From mailing list thread: Several open issues (#485,#184,#758) come down to how you conceive of the API a QUIC implementation will expose. Two basic ones have been suggested:
TCP Stream sockets. These only support signaling “orderly” closing of the write direction. Closing of the read direction can only be done via close(), but that may leave the write direction in an undefined state (writing will complete, unless there was unread data in the read buffer or any data is received after close – see RFC 1122 4.2.2.13 $3).
A POSIX pipe pair. Connected pipes are very clean (‘symmetric’) abstractions, and they communicate close events (you close the ‘write’ pipe, ‘read’ pipe get EOS; you close the ‘read’ pipe, ‘write’ pipe gets an exception).

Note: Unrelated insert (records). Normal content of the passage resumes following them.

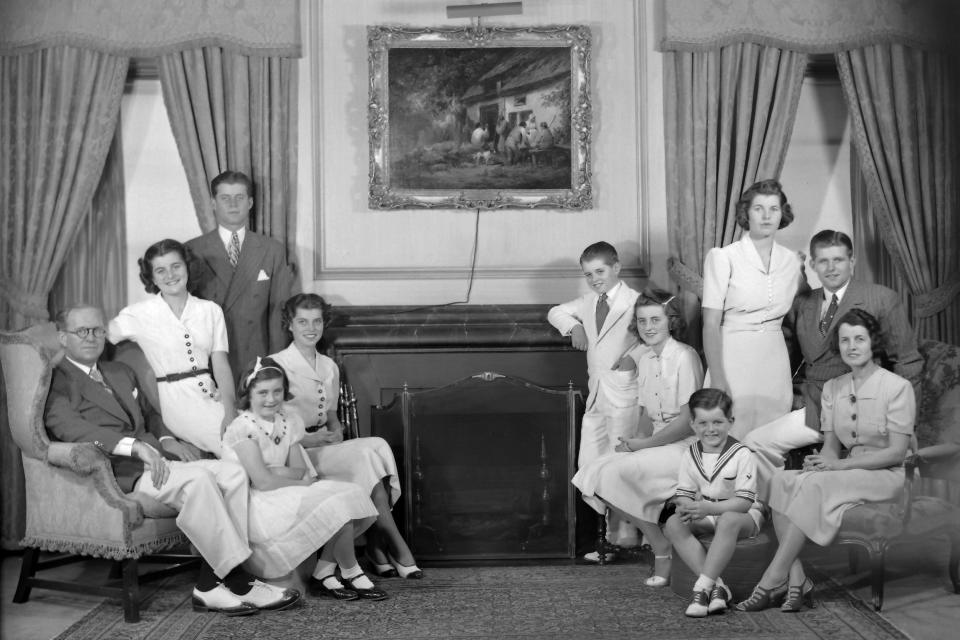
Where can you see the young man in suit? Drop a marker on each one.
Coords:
(244, 272)
(100, 402)
(814, 320)
(831, 257)
(598, 323)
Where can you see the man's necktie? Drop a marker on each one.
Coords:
(602, 310)
(233, 251)
(97, 377)
(828, 316)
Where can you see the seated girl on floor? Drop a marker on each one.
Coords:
(292, 512)
(368, 462)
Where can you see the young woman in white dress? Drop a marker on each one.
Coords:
(636, 480)
(293, 513)
(368, 462)
(748, 288)
(184, 339)
(871, 412)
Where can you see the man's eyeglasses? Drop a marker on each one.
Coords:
(83, 332)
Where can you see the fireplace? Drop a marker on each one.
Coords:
(487, 462)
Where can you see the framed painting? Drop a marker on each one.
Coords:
(479, 118)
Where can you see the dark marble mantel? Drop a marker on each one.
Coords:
(516, 327)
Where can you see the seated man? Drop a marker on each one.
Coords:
(99, 402)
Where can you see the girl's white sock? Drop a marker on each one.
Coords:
(356, 576)
(704, 583)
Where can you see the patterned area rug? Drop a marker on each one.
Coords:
(514, 603)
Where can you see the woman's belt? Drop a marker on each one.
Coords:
(173, 377)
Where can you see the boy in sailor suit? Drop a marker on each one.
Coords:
(716, 492)
(598, 323)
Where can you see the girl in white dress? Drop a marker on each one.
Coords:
(292, 512)
(636, 480)
(184, 339)
(367, 462)
(748, 287)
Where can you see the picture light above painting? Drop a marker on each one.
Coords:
(479, 117)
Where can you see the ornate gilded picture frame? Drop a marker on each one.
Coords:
(479, 118)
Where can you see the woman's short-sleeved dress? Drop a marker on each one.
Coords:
(289, 524)
(190, 407)
(316, 388)
(862, 419)
(640, 482)
(753, 301)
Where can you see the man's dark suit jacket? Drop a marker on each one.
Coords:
(81, 410)
(822, 363)
(252, 295)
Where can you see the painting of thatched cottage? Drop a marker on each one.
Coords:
(480, 118)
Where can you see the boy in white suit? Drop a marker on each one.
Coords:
(597, 322)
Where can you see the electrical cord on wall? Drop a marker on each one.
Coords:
(473, 270)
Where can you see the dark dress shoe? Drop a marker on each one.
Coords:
(221, 600)
(364, 594)
(317, 589)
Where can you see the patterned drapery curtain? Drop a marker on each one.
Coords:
(729, 115)
(234, 111)
(873, 262)
(58, 112)
(95, 269)
(903, 104)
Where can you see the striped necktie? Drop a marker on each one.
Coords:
(828, 316)
(233, 250)
(97, 377)
(602, 310)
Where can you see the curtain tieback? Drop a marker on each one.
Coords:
(686, 277)
(23, 302)
(935, 300)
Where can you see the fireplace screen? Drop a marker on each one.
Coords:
(487, 463)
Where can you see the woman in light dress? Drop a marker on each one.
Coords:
(293, 513)
(748, 288)
(368, 462)
(870, 412)
(636, 480)
(184, 340)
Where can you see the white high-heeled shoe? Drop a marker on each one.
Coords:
(655, 580)
(411, 572)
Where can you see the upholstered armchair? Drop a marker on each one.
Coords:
(74, 505)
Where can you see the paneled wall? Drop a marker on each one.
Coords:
(360, 257)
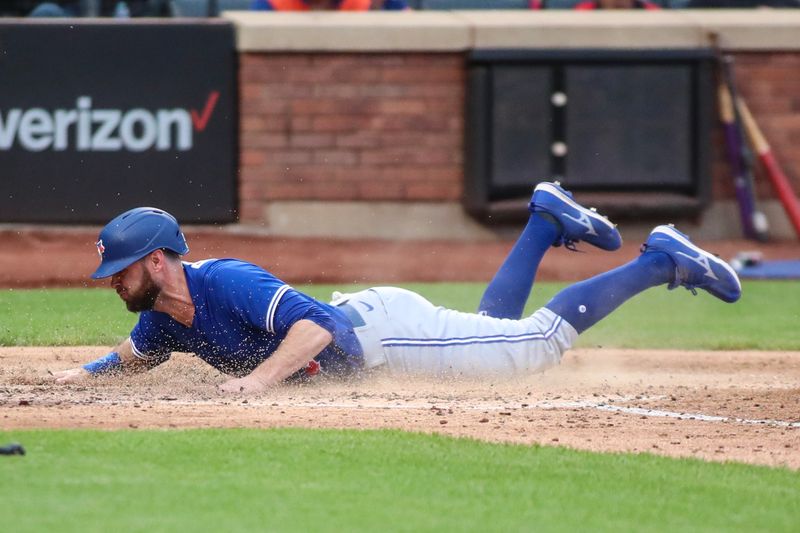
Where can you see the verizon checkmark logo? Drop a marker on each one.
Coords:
(200, 120)
(86, 128)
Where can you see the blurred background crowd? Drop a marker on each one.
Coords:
(203, 8)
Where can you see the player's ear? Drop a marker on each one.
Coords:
(156, 260)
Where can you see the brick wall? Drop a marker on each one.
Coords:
(350, 127)
(390, 126)
(770, 85)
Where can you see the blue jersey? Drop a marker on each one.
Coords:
(241, 314)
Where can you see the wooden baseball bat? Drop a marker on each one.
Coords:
(732, 142)
(745, 180)
(776, 175)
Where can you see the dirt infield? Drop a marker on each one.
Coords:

My mental model has been (2): a stream/stream-pair consists of an InputStream and an OutputStream; you can read on one, you can write on the other. For the write stream, you can write your data to completion and close the stream, or you can decide to abort writing. The wire expressions of these are FIN and RST_STREAM, respectively. For the read stream, you can read the incoming data to the end or you can abort reading and discard the remainder of the stream; the wire expression of this would be flow control updates or STOP_SENDING, respectively. On the other side, receipt of a RST_STREAM surfaces as a read error and receipt of a STOP_SENDING surfaces as a write error. (@janaiyengar commented that in this mental model it might be clearer to call the frames WRITE_ABORT and READ_ABORT.)
#485 suggests that streams only close by application action; there would never be a write error surfaced to the application unless the underlying transport went away entirely. Instead, as in #758, it’s the responsibility of the application protocol to communicate (on another stream, in this case) that you should abort writing, even if you’ve already written to completion, and then to do so. That implies that the application needs the ability to return to streams on which it’s done writing, in case it’s later asked to go back and reset them.
Much of our discussions around unidirectional streams, stream state transitions, etc. including the question of whether STOP_SENDING belongs at the transport layer, stem from the fact that we all have different implicit mental models of the functional surface QUIC exposes. Perhaps we should take a step back and agree on that first, as I believe Christian has suggested in the past?